No. 31 – Super Furry Animals – Rings Around the World

First time I heard this album, I was curled up in the back seat of my friend’s car coming back from a role playing convention in Cork. I was the only person in the car who’d been drinking the night before and I thought I was going to die. Picture me trying to get some sleep while my mate Paul thought it would be a good time to get evangelical about the Furries and play me Rings Around the World. 

This was not a great idea. In my sorry state, I thought this was the worst album to ever be recorded and that it had been designed by Satan himself to make me suffer. This wasn’t my first time hearing SFA, I’d seen them supporting Blur and at Glastonbury but had never got round to checking them out. However, this wasn’t a great introduction to a band and not a memory I treasure.

A while later, Paul loaned me the DVD the band put out for the Rings album. One night, with the flat to myself and while slightly inebriated, I put it on and suddenly it clicked. The album’s sprawling genre blending finally made sense, and from then I was hooked and the Furries quickly became one of my favourite bands.  

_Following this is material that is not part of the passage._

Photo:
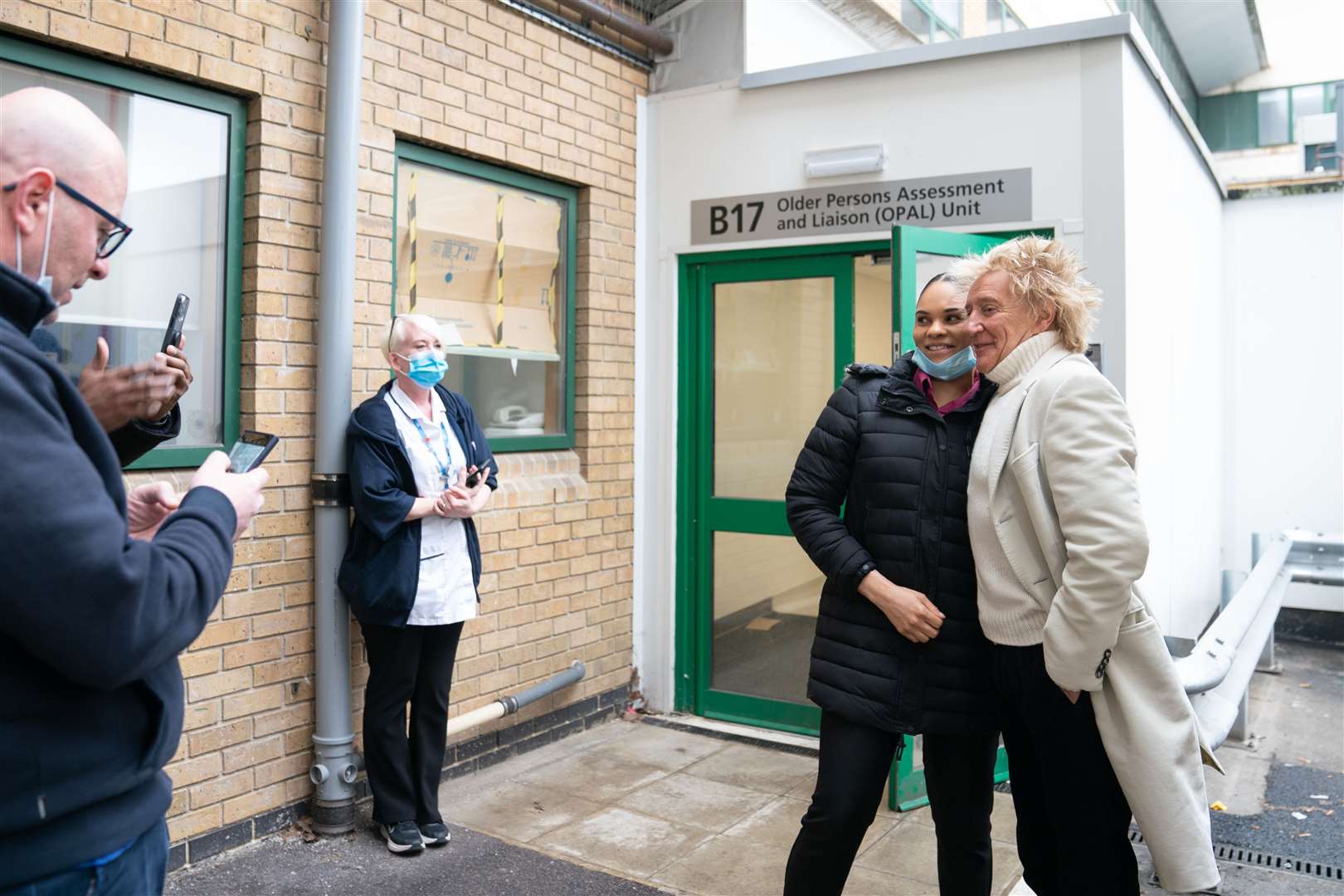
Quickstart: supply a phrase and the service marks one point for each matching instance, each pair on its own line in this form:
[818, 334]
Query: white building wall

Musical necrophilia was easily one of the worst pop culture sins of the 90’s. Bands were ripping off 60’s and 70’s acts shamelessly while adding nothing new. SFA, although steeped in 60’s psychedelia, used it as a staging point for whatever cosmic ideas moved them. Techno, IDM, Metal, 80’s pop, all of it was all fair game for a band who seemed to wholeheartedly believe that staying in one musical lane is for losers. The lead singer, Gruff, has one of the best voices in music but the band’s not so secret weapon is that the other band members are just as talented and the vocal harmonies are rivalling the Beach Boys. 

This is the second album to feature Paul McCartney eating celery. Which isn’t a lot but it’s weird that it happened twice. The fact that it’s happening on Receptacle for the Respectable, the heaviest song on the album, is very funny to me. 

Rings stands out for its lyrics almost as much as its music. Gruff has a very unusual, surreal way of looking at the world. Lines like “as subtle as a nail bomb to the head” fly past name checks to 90’s Japanese Cyberpunk films and lamenting sheep that were never cloned. 

With Rings, we have an album that you can clearly hear who it’s been influenced by, but still, somehow, manages to sound like no one else. You would never mistake this album for any other band. The band was on fire at this point and for me this is peak SFA. So much imagination, so musically adventurous and most of all, is as much fun as dressing as a Yeti and rocking out on stage.

What an album, there truly is nothing out there like it.